Original | Odaily Planet Daily (@OdailyChina)
Author | Azuma (@azuma_eth)

In the early hours of Beijing time today, Block, the fintech company founded by Jack Dorsey (also the founder of Twitter), announced a major layoff plan—cutting nearly 4,000 positions, reducing its workforce from over 10,000 employees to fewer than 6,000, to drive a leaner, flatter, and AI-centric organizational structure.
Jack Dorsey is a passionate Bitcoin enthusiast and a Bitcoin Maximalist who believes Bitcoin will ultimately become the native currency of the internet. Block is deeply intertwined with Bitcoin, not only holding Bitcoin directly on its balance sheet but also offering products and services such as trading, wallets, and mining. Additionally, Block has been a long-term funder of Bitcoin core developers.
But that’s not the focus of this article—the key point is that, unlike other companies forced to lay off employees due to business contraction, Block proactively cut nearly 40% of its roles while experiencing simultaneous growth in revenue and profit margins, and at the same time raised its gross profit guidance for 2026 to $12.2 billion.
Jack Dorsey addressed the reasons behind this decision in his announcement: “Some things have changed. We’ve seen that the intelligent tools we’re building and using, combined with smaller, flatter teams, are giving rise to an entirely new way of working—fundamentally altering what it means to build and run a company, and this shift is accelerating rapidly... Rather than passively accepting change and gradually laying people off over the coming months or years, we choose to act now.”

The changes mentioned by Jack Dorsey are not new—the rapid advancement of AI is transforming the traditional paradigm of productivity growth. In the past, businesses primarily relied on linear increases in workforce size to boost productivity and scale operations; today, with rapidly evolving AI tools, companies can achieve exponential productivity gains while maintaining or even reducing their employee count.
Overseas influencer and product growth expert Aakash Gupta pointed out that Block is not the first company to make this decision: “Block is not an outlier—ASML laid off 1,700 people last month while also announcing record-order volumes; Salesforce laid off 5,000 people after AI began handling 50% of customer interactions; Amazon laid off 16,000 people in January last year and another 14,000 in October... All these companies made their layoff decisions while still in a growth trajectory. Jack Dorsey simply voiced what everyone has been quietly acknowledging—that AI tools combined with smaller teams have fundamentally transformed how companies operate.”
More notably, after Block announced its layoff plan, the capital market quickly responded—Block’s stock price surged 20%, adding nearly $6 billion to its market capitalization, which means approximately $1.5 million in enterprise value was created for each job eliminated.
It has long been a societal consensus that AI will disrupt the job market and eliminate certain professions, but many still underestimate the speed at which this change is arriving. In recent weeks, we have witnessed Anthropic’s disruptive impact across multiple industries such as SaaS; we’ve seen the 30-million-read article "Global Intelligence Crisis 2028" now stirring public emotion; and now comes Block, proactively downsizing and openly stating the reasons why.

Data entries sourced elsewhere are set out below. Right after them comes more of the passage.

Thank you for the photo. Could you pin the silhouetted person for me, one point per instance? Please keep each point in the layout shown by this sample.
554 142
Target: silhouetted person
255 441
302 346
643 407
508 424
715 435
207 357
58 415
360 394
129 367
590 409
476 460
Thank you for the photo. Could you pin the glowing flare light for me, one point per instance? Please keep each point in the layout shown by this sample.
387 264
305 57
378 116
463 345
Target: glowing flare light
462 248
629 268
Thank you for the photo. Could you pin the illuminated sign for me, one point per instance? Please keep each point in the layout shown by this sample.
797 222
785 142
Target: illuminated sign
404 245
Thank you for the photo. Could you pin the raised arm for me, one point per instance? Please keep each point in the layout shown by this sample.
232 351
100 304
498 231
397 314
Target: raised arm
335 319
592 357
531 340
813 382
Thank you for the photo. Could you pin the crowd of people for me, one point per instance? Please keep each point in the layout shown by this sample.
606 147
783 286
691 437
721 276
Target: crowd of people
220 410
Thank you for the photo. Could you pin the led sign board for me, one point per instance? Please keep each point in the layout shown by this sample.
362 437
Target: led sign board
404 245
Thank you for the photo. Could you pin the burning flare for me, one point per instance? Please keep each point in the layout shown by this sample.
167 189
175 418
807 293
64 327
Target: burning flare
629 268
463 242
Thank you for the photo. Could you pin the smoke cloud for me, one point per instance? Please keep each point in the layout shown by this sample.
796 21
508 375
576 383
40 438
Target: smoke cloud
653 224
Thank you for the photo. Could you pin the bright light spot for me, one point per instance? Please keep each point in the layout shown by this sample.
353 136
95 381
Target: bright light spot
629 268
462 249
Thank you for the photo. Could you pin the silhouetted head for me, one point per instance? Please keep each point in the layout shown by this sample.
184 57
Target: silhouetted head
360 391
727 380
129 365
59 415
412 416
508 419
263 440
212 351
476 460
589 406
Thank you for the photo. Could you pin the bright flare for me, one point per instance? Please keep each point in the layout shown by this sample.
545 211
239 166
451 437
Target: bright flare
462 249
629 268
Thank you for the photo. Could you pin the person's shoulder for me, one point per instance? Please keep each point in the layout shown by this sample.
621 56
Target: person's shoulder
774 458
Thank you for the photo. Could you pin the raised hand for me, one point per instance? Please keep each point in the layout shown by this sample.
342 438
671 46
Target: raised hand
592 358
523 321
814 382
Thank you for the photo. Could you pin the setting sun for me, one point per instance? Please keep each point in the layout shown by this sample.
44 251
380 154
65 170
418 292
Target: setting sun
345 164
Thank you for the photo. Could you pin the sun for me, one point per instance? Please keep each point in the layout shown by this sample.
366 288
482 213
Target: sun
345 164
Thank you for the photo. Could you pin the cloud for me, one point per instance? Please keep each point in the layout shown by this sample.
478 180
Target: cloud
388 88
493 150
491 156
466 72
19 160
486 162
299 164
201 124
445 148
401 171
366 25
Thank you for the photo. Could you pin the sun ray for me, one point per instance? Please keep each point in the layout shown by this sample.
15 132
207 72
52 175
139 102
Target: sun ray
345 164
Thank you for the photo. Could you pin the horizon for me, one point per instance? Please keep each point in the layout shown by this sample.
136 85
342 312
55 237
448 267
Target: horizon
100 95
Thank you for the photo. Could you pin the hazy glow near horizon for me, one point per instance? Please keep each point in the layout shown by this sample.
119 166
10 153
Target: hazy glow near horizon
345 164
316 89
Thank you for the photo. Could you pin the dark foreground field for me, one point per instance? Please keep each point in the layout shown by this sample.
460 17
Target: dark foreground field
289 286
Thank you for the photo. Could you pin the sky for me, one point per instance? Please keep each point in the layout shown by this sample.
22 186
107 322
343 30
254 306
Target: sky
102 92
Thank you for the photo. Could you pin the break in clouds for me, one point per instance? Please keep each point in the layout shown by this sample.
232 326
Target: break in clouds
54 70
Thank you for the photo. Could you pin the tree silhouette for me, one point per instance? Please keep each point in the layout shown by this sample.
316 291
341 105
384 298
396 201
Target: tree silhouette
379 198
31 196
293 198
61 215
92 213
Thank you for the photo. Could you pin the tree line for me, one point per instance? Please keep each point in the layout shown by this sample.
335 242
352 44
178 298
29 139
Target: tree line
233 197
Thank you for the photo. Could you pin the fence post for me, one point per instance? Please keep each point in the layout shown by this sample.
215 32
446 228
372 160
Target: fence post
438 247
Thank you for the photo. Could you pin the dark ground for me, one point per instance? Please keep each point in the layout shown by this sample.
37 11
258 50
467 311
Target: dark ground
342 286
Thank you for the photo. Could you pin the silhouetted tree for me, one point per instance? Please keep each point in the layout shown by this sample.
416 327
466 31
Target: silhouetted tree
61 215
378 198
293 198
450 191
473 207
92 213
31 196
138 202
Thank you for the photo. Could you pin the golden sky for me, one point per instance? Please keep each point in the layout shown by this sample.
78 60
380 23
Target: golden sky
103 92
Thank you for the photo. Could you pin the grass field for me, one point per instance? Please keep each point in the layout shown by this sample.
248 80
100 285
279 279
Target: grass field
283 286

Another counterintuitive reality is that while people once believed AI’s threat to jobs would progress gradually from low-end to high-end roles, the actual situation is that, due to the immaturity of physical interaction domains, AI has begun displacing white-collar jobs—once considered relatively mid- to high-level—first. The reason is straightforward: white-collar work fundamentally involves “input → processing → output” of information based on specific industry standards, which is precisely the area where large AI models excel.
In this round of layoffs at Block, affected employees will receive 20 weeks of severance pay plus an additional week for each year of service, along with a $5,000 transition allowance. Block will also continue health insurance coverage for six months and allow employees to keep company equipment. While the severance package is relatively generous, for these white-collar employees whose roles are already under threat from AI, it’s time to consider how to stay relevant in the age of AI.